What is Andarine?
Andarine, or S4 to use its shorthand name, is part of a fairly new family of medicines called SARMs. They were developed in the 1990s by James Dalton and Andarine was the first creation. As with most groups of drugs, whether legal or illegal, it is much easier to use the acronym than the full name. It is a bit like using your nickname rather than your full name; everyone knows who you are but it saves a lot of time.
To understand what Andarine is, you do need to know a bit about what SARM actually stands for. For starters it is not an anabolic steroid, as most compounds used to help with ‘cutting’ leaner muscle are. SARM means ‘selective androgen receptor modulator’. That is a bit of a mouthful. Let’s break it down.
Like many drugs that have ended up in use by the general public, Andarine was first developed to help alleviate the symptoms of some long-term health conditions. SARMs are designed to quickly build muscle and bone density in patients without the hormonal interfering that using a steroid would result in. This means that in clinical trials Andarine was used in mainly elderly patients who had osteoporosis and muscle-wasting disorders. The results did show dramatic improvements in a relatively short time in terms of both strength and endurance. It was not long before this was picked up by the bodybuilding and athletic circles as a potential supplement!
The attraction to using Andarine mainly lies with the milder nature of the drug compared to steroids. Andarine will still give you noticeably more chiselled muscles in only a few weeks on quite a low dose, along with a drop in body fat that most athletes and non-athletes alike would find most welcome. The muscle you would build is higher density and means you’re your stamina also increases, allowing longer gym sessions which further boost results.
As it is ‘specific’ then it means much less damage to the liver and prostate, almost no ‘masculising of features’ at all (very good news for women who want to build muscle without growing a beard), plus the way it binds does not lead to oestrogen release so it does not lead to man-boobs or water retention either. Everyone wins. With a short half-life of around 3-6 hours the amount in the bloodstream lowers quickly, so if you get unwanted side effects they will not stick around for weeks.
A bonus beneficial ‘side effect’ is also that SARMs, like steroids, lower cortisol levels. Cortisol is the ‘stress hormone’ that you probably have too much of due to the crazy world we live in. Cortisol also breaks down muscle after strenuous exercise; precisely the opposite of what you want! By blocking cortisol the path to muscle growth is smoothed even further.
Andarine works by mimicking testosterone. The problem with this is that the body thinks it has loads of testosterone and so doesn’t think it needs to make more. If you use Andarine you will end up with lower levels of testosterone and that still leads to low sex drive, impotence, anxiety and low mood, however selectively the drug may act. Andarine is still better than anabolic steroids as the side effect is less severe, but it is still there. You have been warned.

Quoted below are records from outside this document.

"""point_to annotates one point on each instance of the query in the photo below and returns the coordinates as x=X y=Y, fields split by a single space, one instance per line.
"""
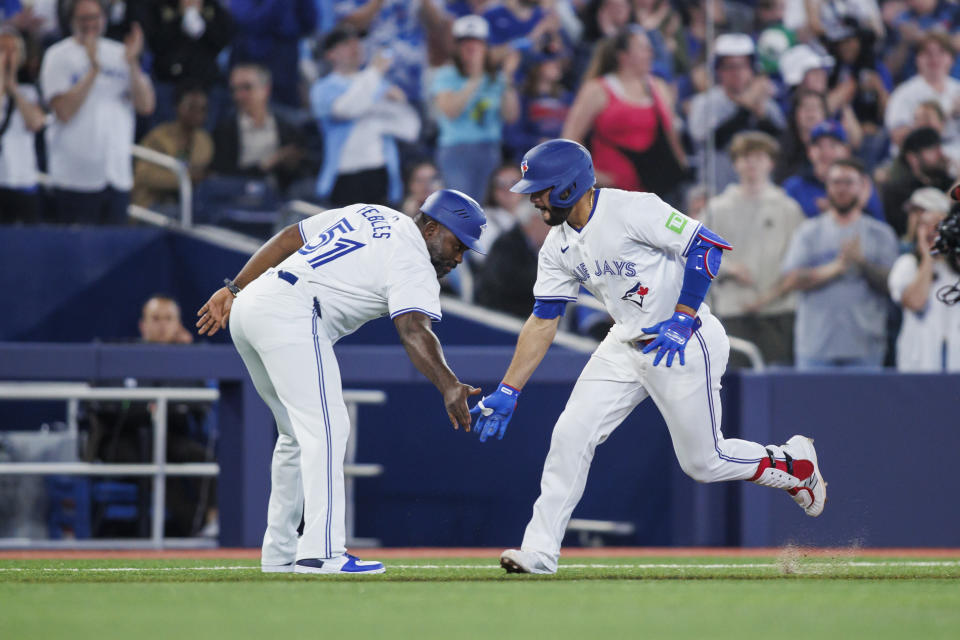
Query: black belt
x=286 y=275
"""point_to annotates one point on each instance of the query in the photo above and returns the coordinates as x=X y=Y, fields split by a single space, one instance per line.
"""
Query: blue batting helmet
x=562 y=164
x=458 y=212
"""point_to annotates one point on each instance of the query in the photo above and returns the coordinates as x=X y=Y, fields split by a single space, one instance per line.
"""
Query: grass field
x=789 y=594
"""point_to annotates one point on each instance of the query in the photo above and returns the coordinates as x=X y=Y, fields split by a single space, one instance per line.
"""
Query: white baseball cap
x=796 y=61
x=471 y=27
x=733 y=44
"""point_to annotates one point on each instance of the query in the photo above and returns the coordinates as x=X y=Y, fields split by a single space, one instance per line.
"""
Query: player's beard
x=555 y=216
x=843 y=208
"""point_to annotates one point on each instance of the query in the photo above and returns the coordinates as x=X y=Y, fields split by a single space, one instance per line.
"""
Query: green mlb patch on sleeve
x=676 y=222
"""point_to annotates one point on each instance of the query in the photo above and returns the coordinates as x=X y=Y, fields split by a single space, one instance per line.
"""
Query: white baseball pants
x=281 y=339
x=617 y=378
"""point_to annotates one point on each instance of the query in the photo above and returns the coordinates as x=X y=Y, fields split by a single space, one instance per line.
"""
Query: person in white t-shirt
x=307 y=287
x=94 y=86
x=935 y=56
x=929 y=340
x=20 y=119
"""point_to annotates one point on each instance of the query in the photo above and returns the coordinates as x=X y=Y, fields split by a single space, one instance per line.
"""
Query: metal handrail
x=180 y=169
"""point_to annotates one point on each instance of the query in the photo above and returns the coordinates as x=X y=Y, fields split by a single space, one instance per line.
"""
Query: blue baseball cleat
x=277 y=568
x=343 y=564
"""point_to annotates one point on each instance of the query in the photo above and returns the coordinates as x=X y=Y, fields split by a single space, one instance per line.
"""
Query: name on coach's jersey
x=606 y=268
x=377 y=220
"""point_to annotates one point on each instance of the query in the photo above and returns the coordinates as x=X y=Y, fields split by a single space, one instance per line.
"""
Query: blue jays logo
x=635 y=294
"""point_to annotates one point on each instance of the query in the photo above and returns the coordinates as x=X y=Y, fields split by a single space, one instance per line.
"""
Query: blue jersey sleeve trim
x=556 y=299
x=400 y=312
x=693 y=238
x=549 y=309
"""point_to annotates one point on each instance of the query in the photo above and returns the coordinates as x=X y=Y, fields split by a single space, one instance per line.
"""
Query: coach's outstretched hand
x=494 y=412
x=215 y=313
x=672 y=336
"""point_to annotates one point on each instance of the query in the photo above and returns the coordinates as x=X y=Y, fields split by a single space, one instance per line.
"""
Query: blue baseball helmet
x=458 y=212
x=562 y=164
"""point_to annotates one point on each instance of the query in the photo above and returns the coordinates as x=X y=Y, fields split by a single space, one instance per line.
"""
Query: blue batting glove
x=672 y=336
x=494 y=412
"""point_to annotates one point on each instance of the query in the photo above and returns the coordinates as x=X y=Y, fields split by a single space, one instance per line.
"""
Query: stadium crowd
x=818 y=137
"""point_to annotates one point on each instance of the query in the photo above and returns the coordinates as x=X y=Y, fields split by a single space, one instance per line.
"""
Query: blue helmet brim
x=472 y=243
x=528 y=186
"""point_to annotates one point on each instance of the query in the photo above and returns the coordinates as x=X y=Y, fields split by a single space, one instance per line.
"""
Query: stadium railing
x=180 y=169
x=73 y=393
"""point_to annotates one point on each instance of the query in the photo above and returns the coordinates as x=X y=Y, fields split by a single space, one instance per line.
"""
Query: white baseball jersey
x=362 y=262
x=630 y=255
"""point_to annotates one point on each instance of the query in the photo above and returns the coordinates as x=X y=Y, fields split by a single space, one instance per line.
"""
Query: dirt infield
x=453 y=552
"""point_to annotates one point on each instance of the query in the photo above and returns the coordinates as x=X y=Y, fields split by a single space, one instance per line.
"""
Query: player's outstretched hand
x=494 y=411
x=455 y=399
x=214 y=314
x=672 y=336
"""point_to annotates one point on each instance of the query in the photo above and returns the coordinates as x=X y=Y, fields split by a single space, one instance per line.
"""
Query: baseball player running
x=651 y=266
x=307 y=287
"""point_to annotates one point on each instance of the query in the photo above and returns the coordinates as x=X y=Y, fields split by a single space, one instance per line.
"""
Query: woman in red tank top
x=627 y=113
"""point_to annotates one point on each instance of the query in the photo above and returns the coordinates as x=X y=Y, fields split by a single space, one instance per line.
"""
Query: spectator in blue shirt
x=269 y=33
x=362 y=115
x=513 y=19
x=544 y=103
x=828 y=143
x=908 y=29
x=414 y=31
x=473 y=99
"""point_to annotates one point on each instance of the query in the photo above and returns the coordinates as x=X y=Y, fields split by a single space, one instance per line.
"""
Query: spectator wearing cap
x=839 y=262
x=504 y=279
x=268 y=34
x=544 y=104
x=805 y=68
x=908 y=30
x=415 y=32
x=741 y=101
x=627 y=114
x=932 y=82
x=759 y=219
x=809 y=108
x=362 y=115
x=94 y=87
x=920 y=163
x=20 y=118
x=522 y=23
x=422 y=180
x=832 y=21
x=861 y=82
x=472 y=98
x=930 y=114
x=828 y=143
x=929 y=339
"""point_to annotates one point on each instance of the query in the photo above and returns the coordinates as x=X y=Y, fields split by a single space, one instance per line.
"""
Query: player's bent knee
x=700 y=470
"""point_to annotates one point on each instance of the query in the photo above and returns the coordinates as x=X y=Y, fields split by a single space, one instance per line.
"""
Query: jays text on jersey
x=630 y=255
x=356 y=264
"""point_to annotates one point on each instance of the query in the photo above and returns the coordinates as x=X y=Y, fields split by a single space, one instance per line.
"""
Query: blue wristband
x=507 y=390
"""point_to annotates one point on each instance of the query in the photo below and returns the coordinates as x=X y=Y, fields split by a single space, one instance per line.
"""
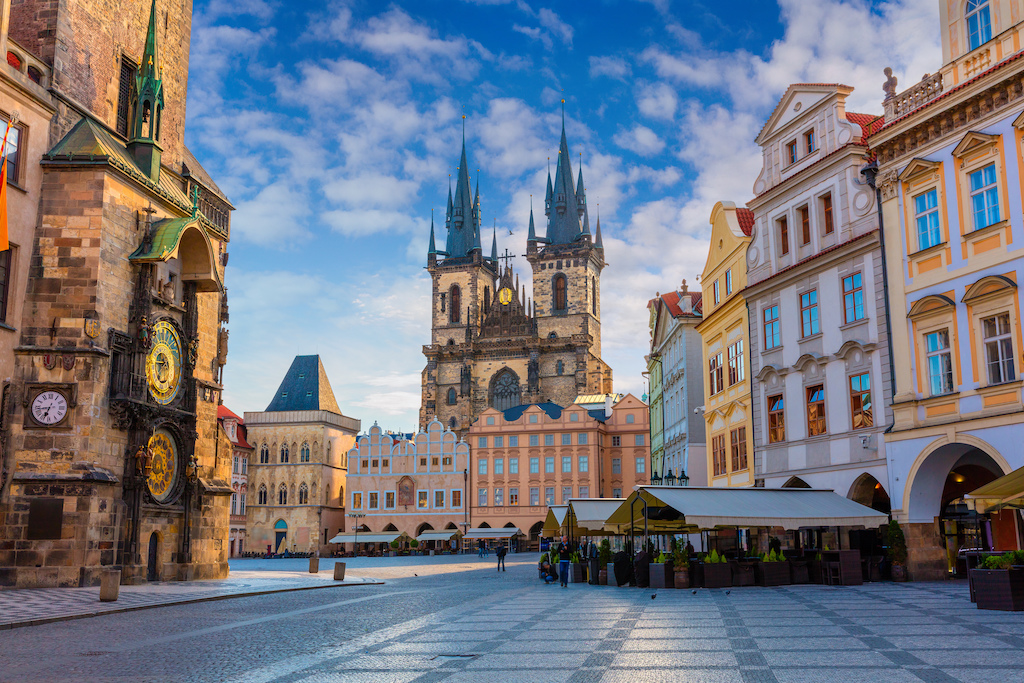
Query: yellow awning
x=1007 y=492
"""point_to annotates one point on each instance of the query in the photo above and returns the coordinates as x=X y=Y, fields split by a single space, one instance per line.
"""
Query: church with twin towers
x=492 y=343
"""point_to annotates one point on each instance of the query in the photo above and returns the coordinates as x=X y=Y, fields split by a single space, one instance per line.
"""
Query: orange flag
x=4 y=241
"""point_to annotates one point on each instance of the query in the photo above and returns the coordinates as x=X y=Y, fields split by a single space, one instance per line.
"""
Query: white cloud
x=639 y=139
x=611 y=67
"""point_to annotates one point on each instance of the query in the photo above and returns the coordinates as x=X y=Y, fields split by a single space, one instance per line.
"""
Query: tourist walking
x=500 y=552
x=563 y=563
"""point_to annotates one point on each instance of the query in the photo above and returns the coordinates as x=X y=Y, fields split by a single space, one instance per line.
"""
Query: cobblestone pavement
x=461 y=621
x=39 y=605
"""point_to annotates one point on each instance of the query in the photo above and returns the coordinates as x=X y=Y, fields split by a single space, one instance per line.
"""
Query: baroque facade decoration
x=409 y=486
x=950 y=167
x=675 y=372
x=528 y=458
x=819 y=358
x=111 y=424
x=297 y=475
x=491 y=344
x=724 y=335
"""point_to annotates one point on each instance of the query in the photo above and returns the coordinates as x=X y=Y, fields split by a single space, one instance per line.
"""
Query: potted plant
x=998 y=582
x=604 y=559
x=680 y=566
x=717 y=572
x=896 y=549
x=662 y=572
x=773 y=569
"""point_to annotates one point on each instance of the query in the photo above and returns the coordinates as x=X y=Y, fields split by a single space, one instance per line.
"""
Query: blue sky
x=333 y=128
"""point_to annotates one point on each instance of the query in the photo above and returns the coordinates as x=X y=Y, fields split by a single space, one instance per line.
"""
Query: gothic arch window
x=455 y=310
x=558 y=288
x=505 y=391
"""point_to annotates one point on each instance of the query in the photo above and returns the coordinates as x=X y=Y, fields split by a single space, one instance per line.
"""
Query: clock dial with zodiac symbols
x=164 y=465
x=163 y=365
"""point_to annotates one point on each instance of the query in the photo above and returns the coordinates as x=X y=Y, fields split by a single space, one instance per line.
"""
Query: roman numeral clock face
x=49 y=408
x=163 y=365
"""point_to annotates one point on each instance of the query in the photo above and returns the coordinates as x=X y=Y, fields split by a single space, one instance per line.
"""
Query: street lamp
x=355 y=544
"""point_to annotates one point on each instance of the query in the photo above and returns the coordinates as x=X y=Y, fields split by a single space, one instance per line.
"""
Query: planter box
x=998 y=589
x=799 y=572
x=742 y=573
x=610 y=571
x=773 y=573
x=662 y=575
x=718 y=574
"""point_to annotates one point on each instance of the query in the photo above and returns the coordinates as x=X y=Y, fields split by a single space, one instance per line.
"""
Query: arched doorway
x=868 y=491
x=153 y=560
x=280 y=536
x=935 y=494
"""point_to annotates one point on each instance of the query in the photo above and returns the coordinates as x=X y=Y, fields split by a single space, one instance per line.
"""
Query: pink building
x=530 y=457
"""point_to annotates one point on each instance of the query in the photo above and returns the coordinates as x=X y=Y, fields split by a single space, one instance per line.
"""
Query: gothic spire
x=564 y=221
x=148 y=104
x=462 y=220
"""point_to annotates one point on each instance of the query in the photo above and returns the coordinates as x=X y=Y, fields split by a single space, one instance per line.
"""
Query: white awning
x=365 y=538
x=492 y=534
x=591 y=514
x=711 y=507
x=437 y=536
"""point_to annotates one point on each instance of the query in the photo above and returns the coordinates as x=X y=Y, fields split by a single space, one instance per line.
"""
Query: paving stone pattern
x=460 y=621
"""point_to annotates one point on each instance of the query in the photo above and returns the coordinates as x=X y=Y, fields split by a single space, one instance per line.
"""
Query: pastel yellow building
x=724 y=333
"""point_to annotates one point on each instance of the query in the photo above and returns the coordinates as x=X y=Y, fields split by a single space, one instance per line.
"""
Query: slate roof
x=745 y=218
x=305 y=387
x=554 y=412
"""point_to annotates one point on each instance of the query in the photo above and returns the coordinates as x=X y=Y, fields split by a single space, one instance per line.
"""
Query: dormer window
x=979 y=23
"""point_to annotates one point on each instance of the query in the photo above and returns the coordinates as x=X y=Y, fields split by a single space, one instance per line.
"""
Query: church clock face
x=163 y=365
x=164 y=461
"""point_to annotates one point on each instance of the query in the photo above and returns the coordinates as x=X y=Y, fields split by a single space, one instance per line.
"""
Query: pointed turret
x=147 y=107
x=564 y=221
x=463 y=225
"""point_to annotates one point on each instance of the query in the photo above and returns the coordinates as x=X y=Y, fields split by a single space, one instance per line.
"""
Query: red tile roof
x=745 y=217
x=867 y=122
x=811 y=258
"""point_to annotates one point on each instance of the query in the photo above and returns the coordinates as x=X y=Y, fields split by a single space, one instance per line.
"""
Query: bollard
x=110 y=586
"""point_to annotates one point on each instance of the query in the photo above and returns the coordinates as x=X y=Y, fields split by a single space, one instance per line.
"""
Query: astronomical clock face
x=164 y=471
x=163 y=365
x=49 y=408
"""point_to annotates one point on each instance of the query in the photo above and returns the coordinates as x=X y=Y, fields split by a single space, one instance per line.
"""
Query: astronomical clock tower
x=494 y=345
x=112 y=455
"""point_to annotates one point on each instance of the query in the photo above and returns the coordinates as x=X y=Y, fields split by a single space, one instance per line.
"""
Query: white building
x=819 y=354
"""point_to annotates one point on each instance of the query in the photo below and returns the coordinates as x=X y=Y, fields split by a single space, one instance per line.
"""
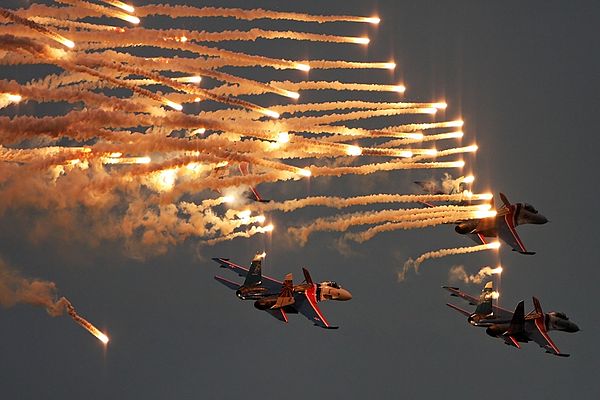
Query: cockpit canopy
x=561 y=315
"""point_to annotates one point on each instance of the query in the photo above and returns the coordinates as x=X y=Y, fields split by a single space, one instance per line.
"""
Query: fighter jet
x=447 y=185
x=244 y=169
x=503 y=225
x=281 y=298
x=514 y=328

The most common side effects reported are, surprisingly, issues with vision. This is because one of the substances that your body breaks Andarine down into has an annoying tendency to stick to the receptors in your eyes. It means that poor night vision, eye pain and a yellow tint that may make you think you are in an episode of ‘The Simpsons’ are all very real possibilities.
Finally, it is a really bad idea to consume any alcohol whilst taking Andarine. Your liver will already be working pretty hard to deal with the fall out from the drug without making it deal with breaking down alcohol too. If you mix the two then expect to suffer some liver damage.
If you want to take Andarine then the anecdotal evidence is to keep the dose low to avoid the worst of the side effects. It is oral and not injected, so if you aim for a daily dose of 25mg with five days on followed by 2 days off for an 8 week cycle you can still have noticeable muscle gain. It would be wise to consider following a cycle with ‘post cycle therapy’, or PCT, which are hormonal regulating drugs.
The reason that the dosage is a suggestion, however, is also the reason that you will struggle to find genuine reviews (although you can find plenty of positive reviews on the sites that are selling SARMs… you decide whether these are unbiased!). Andarine, along with all the other SARMs, were added to the banned substances list in 2008 for all competitive sports and have also not been cleared as legal food supplements. That means that if you decide to buy some it will be clearly marked as ‘not for human consumption’. This hasn’t stopped plenty of companies selling it and some even adding it to their supplements without advertising the fact it is in there.
Andarine is comfortably a safer option than anabolic steroids are with similar outcomes. There is unfortunately no getting away from the fact that it is still illegal to sell it if you know someone plans to put it in their mouth. It is not fully tested, has some unpleasant short-term side effects and unknown long-term ones. This said, a recent study found that there were higher levels of SARMs than cocaine present in London sewers (a great way to find out what people are actually taking). So, regardless of the legal status of Andarine, plenty of people are taking their chances in the quest for the elusive ‘perfect body’. It’s up to you what you want to do with yours and what price you are willing to pay for the results you dream of.